Before Monroe is burned at the stake, Nick, Juliette, Hank, Renard, Wu and Rosalee arrive and attack the Wesenrein with Wu arresting most of them while Riken, Jonah and two members flee. Wu kills one of the members while Renard kills the other member. Jonah attacks Juliette but she woges into her Hexenbiest form and uses her powers to explode his head. Riken tries to kill Monroe but Rosalee appears and they both maul Riken to his death. Renard decides to use the excuse of a cult as a way to arrest the member and naming Acker as their leader. Monroe and Rosalee are escorted by the police for their delayed honeymoon. That night, Renard is visited by Juliette, who reveals her Hexenbiest form to him, shocking him.

==Reception==
===Viewers===
The episode was viewed by 5.02 million people, earning a 1.3/4 in the 18-49 rating demographics on the Nielson ratings scale, ranking second on its timeslot and fourth for the night in the 18-49 demographics, behind Dateline NBC, Undercover Boss, and a rerun of Shark Tank. This was an 8% increase in viewership from the previous episode, which was watched by 4.62 million viewers with a 1.2/4. This means that 1.3 percent of all households with televisions watched the episode, while 4 percent of all households watching television at that time watched it. With DVR factoring in, the episode was watched by 7.62 million viewers and had a 2.3 ratings share in the 18-49 demographics.

===Critical reviews===
"Tribunal" received enormous praise. Kathleen Wiedel from TV Fanatic, gave a 4.9 star rating out of 5, stating: "Amazing. Simply amazing. From Wu's confrontation with Officer Acker to Monroe's impassioned declaration of love for Rosalee, to the Awesome Posse rounding the corner on the way to save Monroe, there's so much to like about Grimm Season 4 Episode 10 that I'm not sure where to start! 'Tribunal' was fast-paced and exciting, despite the fact that we were all about 95% sure Nick and company were going to successfully save Monroe."

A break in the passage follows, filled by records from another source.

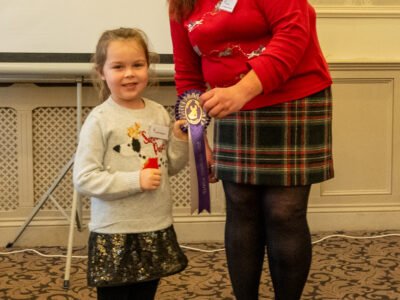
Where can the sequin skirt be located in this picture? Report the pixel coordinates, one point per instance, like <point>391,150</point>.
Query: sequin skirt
<point>287,144</point>
<point>118,259</point>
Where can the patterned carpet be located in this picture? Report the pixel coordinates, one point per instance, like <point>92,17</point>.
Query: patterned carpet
<point>342,268</point>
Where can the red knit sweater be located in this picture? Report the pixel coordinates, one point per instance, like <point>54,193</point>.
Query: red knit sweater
<point>275,38</point>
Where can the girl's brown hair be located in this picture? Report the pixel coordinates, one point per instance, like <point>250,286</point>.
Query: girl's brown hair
<point>100,56</point>
<point>180,9</point>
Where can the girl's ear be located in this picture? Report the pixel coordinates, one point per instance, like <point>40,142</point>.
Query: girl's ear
<point>100,72</point>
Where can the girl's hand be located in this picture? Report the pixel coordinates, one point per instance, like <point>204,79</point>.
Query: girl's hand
<point>177,131</point>
<point>150,179</point>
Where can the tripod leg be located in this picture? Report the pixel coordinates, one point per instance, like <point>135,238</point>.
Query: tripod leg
<point>42,201</point>
<point>70,239</point>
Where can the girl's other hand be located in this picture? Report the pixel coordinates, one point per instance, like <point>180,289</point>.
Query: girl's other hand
<point>150,179</point>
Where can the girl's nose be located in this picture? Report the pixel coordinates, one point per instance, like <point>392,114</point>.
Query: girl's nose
<point>129,72</point>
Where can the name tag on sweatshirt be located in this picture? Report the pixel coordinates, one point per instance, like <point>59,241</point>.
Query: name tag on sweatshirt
<point>159,131</point>
<point>228,5</point>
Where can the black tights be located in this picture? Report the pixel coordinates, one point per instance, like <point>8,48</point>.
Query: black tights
<point>136,291</point>
<point>275,217</point>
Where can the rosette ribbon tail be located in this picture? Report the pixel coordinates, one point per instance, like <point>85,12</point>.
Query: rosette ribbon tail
<point>199,176</point>
<point>188,107</point>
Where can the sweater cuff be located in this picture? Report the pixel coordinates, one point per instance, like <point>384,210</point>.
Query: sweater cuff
<point>134,182</point>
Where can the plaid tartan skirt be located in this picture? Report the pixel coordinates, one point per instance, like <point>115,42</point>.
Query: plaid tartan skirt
<point>287,144</point>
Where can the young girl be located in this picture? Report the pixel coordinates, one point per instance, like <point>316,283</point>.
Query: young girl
<point>126,152</point>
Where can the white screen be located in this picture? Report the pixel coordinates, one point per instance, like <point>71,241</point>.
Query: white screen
<point>74,26</point>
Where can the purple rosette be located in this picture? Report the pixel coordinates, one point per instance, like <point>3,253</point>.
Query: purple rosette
<point>188,107</point>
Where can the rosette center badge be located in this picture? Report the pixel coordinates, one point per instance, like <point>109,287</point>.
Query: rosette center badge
<point>193,111</point>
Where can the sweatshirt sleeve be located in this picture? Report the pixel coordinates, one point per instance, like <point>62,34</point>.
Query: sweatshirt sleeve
<point>290,27</point>
<point>188,71</point>
<point>90,176</point>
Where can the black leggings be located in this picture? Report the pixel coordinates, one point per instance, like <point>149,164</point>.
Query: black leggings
<point>136,291</point>
<point>275,217</point>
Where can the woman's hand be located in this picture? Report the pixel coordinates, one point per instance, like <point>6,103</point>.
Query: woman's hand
<point>220,102</point>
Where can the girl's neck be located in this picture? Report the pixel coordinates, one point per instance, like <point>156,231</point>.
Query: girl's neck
<point>133,104</point>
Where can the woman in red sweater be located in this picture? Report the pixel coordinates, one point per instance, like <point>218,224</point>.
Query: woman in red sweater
<point>265,81</point>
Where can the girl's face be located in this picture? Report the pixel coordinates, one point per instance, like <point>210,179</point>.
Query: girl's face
<point>126,72</point>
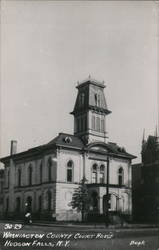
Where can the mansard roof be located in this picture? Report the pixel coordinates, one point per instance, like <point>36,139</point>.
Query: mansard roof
<point>109,148</point>
<point>72,142</point>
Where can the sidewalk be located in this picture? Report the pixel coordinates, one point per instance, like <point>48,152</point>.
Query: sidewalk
<point>79,225</point>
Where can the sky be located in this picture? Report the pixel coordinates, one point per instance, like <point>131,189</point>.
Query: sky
<point>48,46</point>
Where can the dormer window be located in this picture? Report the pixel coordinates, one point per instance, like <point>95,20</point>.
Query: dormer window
<point>67,139</point>
<point>95,98</point>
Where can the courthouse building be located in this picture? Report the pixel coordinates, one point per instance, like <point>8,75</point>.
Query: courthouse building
<point>43,179</point>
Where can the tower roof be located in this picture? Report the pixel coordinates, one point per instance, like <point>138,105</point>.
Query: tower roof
<point>90,96</point>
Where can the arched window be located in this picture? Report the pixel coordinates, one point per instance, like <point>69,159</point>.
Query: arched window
<point>93,122</point>
<point>70,171</point>
<point>19,177</point>
<point>94,173</point>
<point>94,199</point>
<point>18,203</point>
<point>7,204</point>
<point>101,178</point>
<point>29,204</point>
<point>82,99</point>
<point>7,178</point>
<point>40,203</point>
<point>98,100</point>
<point>41,172</point>
<point>98,124</point>
<point>95,98</point>
<point>102,125</point>
<point>120,176</point>
<point>30,170</point>
<point>49,200</point>
<point>49,165</point>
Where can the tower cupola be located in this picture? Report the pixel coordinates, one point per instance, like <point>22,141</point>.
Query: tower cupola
<point>90,111</point>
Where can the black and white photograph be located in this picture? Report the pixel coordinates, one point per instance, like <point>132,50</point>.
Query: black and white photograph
<point>79,125</point>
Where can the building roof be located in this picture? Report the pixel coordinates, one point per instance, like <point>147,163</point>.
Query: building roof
<point>91,89</point>
<point>71,142</point>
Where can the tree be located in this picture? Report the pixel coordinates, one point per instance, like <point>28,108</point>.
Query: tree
<point>81,199</point>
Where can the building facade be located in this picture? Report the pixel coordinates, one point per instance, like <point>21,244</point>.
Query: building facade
<point>43,179</point>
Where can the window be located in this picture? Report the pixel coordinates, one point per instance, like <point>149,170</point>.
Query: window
<point>98,124</point>
<point>18,204</point>
<point>93,122</point>
<point>40,203</point>
<point>41,172</point>
<point>94,173</point>
<point>29,204</point>
<point>30,175</point>
<point>120,176</point>
<point>7,204</point>
<point>77,120</point>
<point>70,171</point>
<point>19,177</point>
<point>98,101</point>
<point>8,177</point>
<point>95,98</point>
<point>94,201</point>
<point>101,174</point>
<point>49,200</point>
<point>49,170</point>
<point>102,125</point>
<point>81,99</point>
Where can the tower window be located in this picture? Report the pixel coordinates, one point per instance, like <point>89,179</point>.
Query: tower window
<point>18,204</point>
<point>94,173</point>
<point>41,172</point>
<point>70,171</point>
<point>19,177</point>
<point>30,170</point>
<point>49,200</point>
<point>98,124</point>
<point>81,99</point>
<point>102,125</point>
<point>40,203</point>
<point>95,98</point>
<point>120,176</point>
<point>102,173</point>
<point>98,100</point>
<point>93,122</point>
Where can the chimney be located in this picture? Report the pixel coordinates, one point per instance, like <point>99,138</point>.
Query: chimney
<point>13,148</point>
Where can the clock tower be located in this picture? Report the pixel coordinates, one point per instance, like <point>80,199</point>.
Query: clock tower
<point>90,111</point>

MaryAnn Sleasman from TV.com, wrote, "Through Nick, Grimm has explored the meaning of being a Grimm with great success. Now that he has wholeheartedly accepted his lot in life, it's actually exciting to see Juliette receive the same level of attention and detail, especially with her newfound 'otherness' falling into an awkward place in relation to Nick. More please!"

Christine Horton of Den of Geek wrote, "Tribunal is an example what the show is at when it's at its best: funny, sweet, intriguing and bloody. Hopefully the writers can now keep it up for the rest of the season."